By Alan Bean
The United States of America is an uncommonly religious nation. More to the point, we are an uncommonly Christian nation, at least insofar as stated religious affiliation is concerned (whether we actually reflect the soul of Jesus Christ is another matter altogether). In the midst of startling ethnic diversity, three great cultures dominate: Latino, African American and Anglo. Many things divide these three segments of the human family, but religion is not one of them. Brown, Black and White, we are all overwhelmingly Christian. In theory, we should all moralize and vote in a distinctly Christian fashion. We should share a common moral discourse.
But we don’t.
Latinos, Blacks and Whites are all divided by internal political and ideological disputes, of course, but valid generalizations are possible.

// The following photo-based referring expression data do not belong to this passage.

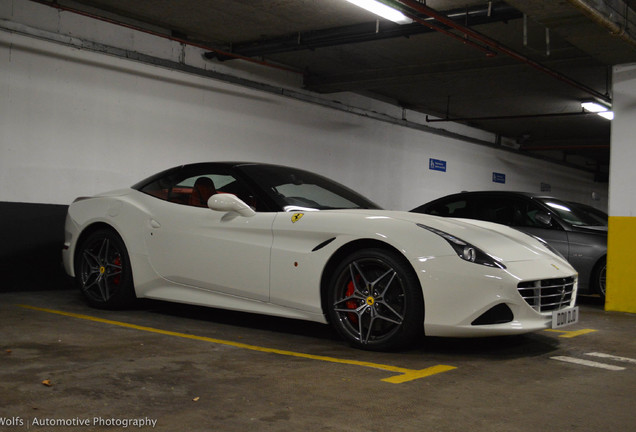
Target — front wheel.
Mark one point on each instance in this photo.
(102, 270)
(375, 300)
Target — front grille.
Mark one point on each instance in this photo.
(548, 294)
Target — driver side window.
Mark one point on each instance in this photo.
(194, 189)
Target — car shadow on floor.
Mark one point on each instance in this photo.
(501, 347)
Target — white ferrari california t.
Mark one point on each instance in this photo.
(281, 241)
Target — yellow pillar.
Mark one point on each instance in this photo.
(621, 268)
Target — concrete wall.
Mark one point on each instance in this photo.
(88, 106)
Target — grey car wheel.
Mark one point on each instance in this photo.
(598, 278)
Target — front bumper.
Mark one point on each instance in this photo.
(464, 299)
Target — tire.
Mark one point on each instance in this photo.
(103, 272)
(598, 277)
(375, 302)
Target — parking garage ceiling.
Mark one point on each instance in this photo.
(518, 68)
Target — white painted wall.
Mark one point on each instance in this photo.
(75, 122)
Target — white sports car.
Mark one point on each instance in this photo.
(281, 241)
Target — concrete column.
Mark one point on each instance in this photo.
(621, 252)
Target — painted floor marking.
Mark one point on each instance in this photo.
(612, 357)
(405, 375)
(587, 363)
(571, 333)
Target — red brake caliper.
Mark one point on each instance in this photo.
(117, 278)
(352, 304)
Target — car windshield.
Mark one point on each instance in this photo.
(598, 215)
(571, 213)
(293, 189)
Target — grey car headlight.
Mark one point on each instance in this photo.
(465, 250)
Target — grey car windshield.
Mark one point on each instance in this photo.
(569, 213)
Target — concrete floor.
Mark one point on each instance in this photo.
(197, 369)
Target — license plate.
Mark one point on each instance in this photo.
(565, 317)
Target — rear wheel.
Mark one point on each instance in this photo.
(375, 301)
(102, 270)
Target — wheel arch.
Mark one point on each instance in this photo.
(348, 249)
(88, 230)
(593, 286)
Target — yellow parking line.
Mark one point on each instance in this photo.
(573, 333)
(405, 375)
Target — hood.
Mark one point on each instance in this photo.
(500, 241)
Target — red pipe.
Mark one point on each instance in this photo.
(172, 38)
(419, 7)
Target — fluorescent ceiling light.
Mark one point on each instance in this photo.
(593, 107)
(382, 10)
(599, 109)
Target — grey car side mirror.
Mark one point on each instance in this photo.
(543, 218)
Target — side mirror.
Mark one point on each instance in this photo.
(230, 203)
(543, 218)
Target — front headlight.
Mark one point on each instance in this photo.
(465, 250)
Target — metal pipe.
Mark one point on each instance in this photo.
(420, 8)
(508, 117)
(165, 36)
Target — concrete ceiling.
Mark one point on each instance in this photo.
(518, 68)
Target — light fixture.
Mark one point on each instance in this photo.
(600, 109)
(382, 10)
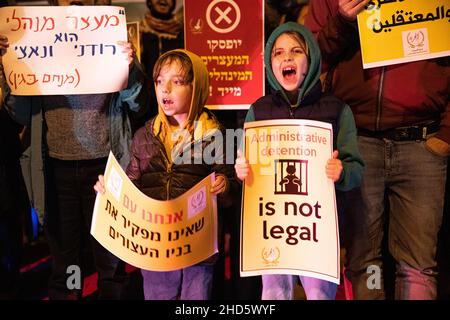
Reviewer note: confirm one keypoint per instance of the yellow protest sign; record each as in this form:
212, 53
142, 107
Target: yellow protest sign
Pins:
152, 234
64, 49
289, 217
398, 31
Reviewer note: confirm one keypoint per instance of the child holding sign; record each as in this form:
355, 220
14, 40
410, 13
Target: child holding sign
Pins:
162, 170
294, 59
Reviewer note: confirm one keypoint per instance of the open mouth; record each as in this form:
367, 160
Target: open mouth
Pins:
289, 72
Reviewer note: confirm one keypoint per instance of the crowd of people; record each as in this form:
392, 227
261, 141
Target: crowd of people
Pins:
391, 134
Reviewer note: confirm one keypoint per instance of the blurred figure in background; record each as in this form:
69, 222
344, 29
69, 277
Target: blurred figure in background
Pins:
161, 31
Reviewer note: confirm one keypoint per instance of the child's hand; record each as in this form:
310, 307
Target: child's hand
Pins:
127, 48
242, 167
100, 185
334, 167
3, 44
219, 184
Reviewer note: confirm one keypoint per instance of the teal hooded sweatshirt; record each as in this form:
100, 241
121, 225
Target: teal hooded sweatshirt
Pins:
346, 141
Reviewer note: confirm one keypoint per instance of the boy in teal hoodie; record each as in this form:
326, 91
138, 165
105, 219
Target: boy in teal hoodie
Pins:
292, 59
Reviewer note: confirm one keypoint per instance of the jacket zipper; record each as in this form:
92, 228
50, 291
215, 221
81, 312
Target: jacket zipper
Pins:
379, 96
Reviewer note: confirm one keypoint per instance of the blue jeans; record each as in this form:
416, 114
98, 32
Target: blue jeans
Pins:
191, 283
403, 185
281, 287
70, 204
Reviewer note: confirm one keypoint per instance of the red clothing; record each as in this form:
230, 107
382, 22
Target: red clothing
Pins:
386, 97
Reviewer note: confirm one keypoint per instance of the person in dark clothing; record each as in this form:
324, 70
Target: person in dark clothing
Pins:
402, 113
10, 206
156, 168
71, 137
161, 30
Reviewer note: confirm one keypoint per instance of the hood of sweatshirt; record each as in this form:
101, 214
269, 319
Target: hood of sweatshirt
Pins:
313, 74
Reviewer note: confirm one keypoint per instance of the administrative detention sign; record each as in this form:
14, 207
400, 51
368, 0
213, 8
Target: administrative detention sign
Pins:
64, 50
398, 31
229, 37
289, 217
152, 234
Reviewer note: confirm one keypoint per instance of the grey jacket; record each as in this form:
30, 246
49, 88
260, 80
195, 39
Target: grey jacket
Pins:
27, 110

For instance, Latinos, as a group, are deeply concerned about mass deportation, Blacks agonize over mass incarceration, and Whites, for the most part, give little thought to either issue.
Stout walls have gone up between us. These fortifications simplify our moral worlds by ensuring that we don’t have too much worry on our plates. But the walls lock us into tiny, constricted worlds. We are deep in denial, imprisoned by fear and self-imposed ignorance.
There is nothing surprising in this. Humans have a limited capacity for pain and complexity. We worry more about our dogs and cats than the plight of the poor and the prisoner because puppies and kittens rub against our legs and demand our attention. We love our immediate families with a singular intensity because we share a common history and anticipate a shared destiny. We don’t care so much about other people’s kids because we don’t know them and most likely will never know them.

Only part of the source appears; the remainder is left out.